What Makes Virtual Worlds Successful


Enacharys in Second Life - Puzzle Game

Many game fans are considering whether they can build a game better than the one they are playing. They are looking ahead and trying to work out what will make their game viable and entertaining enough to survive. James Portnow has written a blog post titled Designing a Single Sever MMORPG at GameSetWatch.com discussing what is need to make MMORPG’s successful. JWPlatt founder of OpenUru.org posted about it in a post in that forum. I’ve been looking at RPG’s and MMO’s to find the differences between successful and not so successful RPG’s.

One of the things important to MMO’s that is so basic to Mr. Portnow that it is not even directly mentioned as a requirement in his lists is player population… concurrent participation. He goes directly to population density, game area per player.

There is some minimum number of players needed for a game to be self sustaining. I doubt it is a hard dividing line number or is even the same for all games. For Mr. Portnow’s example he uses 80,000 for the world he is envisioning. World of Warcraft (WoW) is said to be designed for about 4,000 concurrent players. Second Life regularly supports over 80,000. Having enough land that cities and interesting places are not over populated is a key. I would say the balance of over verses under populated is the real key.

Another key element is having interesting things for all the players to do. We see a variety of attempts by game companies to create player activities. But it is variety that appeals to people. Some do not like to grind. Others like to explore, solve puzzles, earn prizes, engage in combat (skill), plan strategies, socially interact and other various things. I don’t like to do the same thing every day… some days I like to explore, others shop.

Another feature he points out is game ‘cohesiveness’. Or a storyline that is consistent through the game. For instance, while Second Life is extremely varied and chaotic, games with in SL have storylines and they hold to their story frame. So, one can see this idea in action in Second Life and which ways work best and the problems with keeping stories on thyme.

He points out what needs to be in virtual worlds. He uses terms for MMO’s that relate best to WoW and related games. Still the same archetypical elements exist in all games. They are;

  • Cities & Settlements – places for player homes or team bases. Gathering places.
  • Monsters – think of this as something to contend with… it does not have to be dragons or other critters. It can be political groups, other races, environmental problems (in Uru lighting the lake) or anything to create tension in the game.
  • Natural Resources – for many games these are the things one needs to build other things within the game. In other games these might be puzzles, news, social gatherings… ‘Resources’ are the archetype of all things that players need for some reason, i.e, land to build on, a rope to climb, a light to see or keys to open things.
  • Dungeons – He seems to be using this term to represent ‘Instances’ in the technical sense meaning how the computer system handles game play areas. In Myst-Uru everyone had their own copy of some of the game areas. I could open a door in mine and you could close it in yours. Mine would be open when I come back and yours closed when you went back. There is nothing like that in Second Life, afaik. Some games have it and others don’t. It’s a technical aspect I’ll skip.
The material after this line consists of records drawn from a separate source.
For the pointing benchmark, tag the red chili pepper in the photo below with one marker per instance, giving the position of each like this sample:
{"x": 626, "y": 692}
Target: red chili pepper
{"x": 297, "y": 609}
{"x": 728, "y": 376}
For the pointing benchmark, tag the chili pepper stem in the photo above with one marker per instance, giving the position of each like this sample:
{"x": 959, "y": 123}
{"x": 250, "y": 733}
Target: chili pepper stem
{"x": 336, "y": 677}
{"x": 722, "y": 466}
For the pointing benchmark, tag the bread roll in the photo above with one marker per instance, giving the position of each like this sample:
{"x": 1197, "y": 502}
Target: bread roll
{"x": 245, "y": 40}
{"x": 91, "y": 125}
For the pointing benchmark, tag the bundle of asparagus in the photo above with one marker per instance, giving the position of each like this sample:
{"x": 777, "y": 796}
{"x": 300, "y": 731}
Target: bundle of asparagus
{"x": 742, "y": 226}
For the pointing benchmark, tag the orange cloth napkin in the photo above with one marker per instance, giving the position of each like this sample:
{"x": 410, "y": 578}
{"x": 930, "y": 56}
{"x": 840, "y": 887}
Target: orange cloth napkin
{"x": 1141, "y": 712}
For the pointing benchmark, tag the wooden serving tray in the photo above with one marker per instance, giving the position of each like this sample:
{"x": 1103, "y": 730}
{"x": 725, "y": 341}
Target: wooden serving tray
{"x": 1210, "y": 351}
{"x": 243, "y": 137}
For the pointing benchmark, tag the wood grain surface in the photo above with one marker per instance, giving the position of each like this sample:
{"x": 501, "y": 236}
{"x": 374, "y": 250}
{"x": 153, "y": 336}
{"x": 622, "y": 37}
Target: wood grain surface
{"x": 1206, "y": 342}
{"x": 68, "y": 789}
It is the building of these parts of the game that needs to be included within the foundation of the game. If players can add to the world using these basic features, a huge content creation load is removed from the developers.

In Second Life we see a building system as a basic part of SL. In EVE and SL building can take place withn the game. In Myst Online building is a separate function handled by the developer and not a part of the game. All building takes place outside the game. Portnow points out that building the ‘building system’ is cheaper than building ALL the content. Said another way, it is more efficient to let fans build content.
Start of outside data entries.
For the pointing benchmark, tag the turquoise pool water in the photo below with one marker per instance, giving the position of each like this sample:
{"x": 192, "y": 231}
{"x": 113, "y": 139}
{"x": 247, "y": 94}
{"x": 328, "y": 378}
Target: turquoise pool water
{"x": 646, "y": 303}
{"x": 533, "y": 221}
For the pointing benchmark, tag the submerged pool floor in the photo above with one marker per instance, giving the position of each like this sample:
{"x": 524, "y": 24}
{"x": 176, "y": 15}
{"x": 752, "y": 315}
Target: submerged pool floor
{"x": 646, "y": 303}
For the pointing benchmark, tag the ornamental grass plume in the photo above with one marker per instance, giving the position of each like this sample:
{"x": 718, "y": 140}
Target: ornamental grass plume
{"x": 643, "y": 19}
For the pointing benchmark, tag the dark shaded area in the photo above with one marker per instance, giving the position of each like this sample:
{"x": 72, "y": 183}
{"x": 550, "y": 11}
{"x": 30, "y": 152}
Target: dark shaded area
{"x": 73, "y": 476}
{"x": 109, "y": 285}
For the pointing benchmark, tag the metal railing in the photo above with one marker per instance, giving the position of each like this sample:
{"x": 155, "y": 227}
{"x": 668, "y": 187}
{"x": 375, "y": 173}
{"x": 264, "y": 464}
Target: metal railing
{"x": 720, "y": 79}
The Myst-Uru model and several other games is different from the models that are succeeding. To explain this distinction from what Portnow is saying I’ll say in the case of Uru fans they have become developers. The distinction gets confusing because now players/fans are also game developers. Because a player must go out side the game and develop content (build) it is not in game building. This leaves building to those that choose to become part of a development team.

This shatters the immersive quality and cohesiveness of a game that would endeavor to allow players to affect game play. You have split rather than unified the players.

Portnow also moves into the areas of costs and rewards, income if you will. For a players time spent building content there should be reward. Developers are trying various cost/reward systems. Second Life’s has been wildly popular and many are modeling along those ‘reward’ lines.

There are also control facets of the game. To keep things cohesive if one wants a quaint 17th century village then they want it to stay 17th century. Adding Sci-Fi buildings from the 24th century is not going to be considered ‘cohesive’. So, from control spins off politics or combat as ways to decide who controls. Democracy or ‘might is right’ choices tint the tone of the game.

In Myst-Uru the guilds are somewhat the political path. But just as Second Life allows team builds (democracies or oligarchies) and fiefdoms (dictator owns sim) so too the open source or original creation will provide the freedom of choice for those running game servers. So, many of these decisions are being made outside the game. Portnow’s point is about designing to have most of these things happen within the game.

But all of this boils down to what many game players have learned. A player being able to affect the game is an incredible part of enjoying the game. All of the above points are leading to this single idea and how to implement it.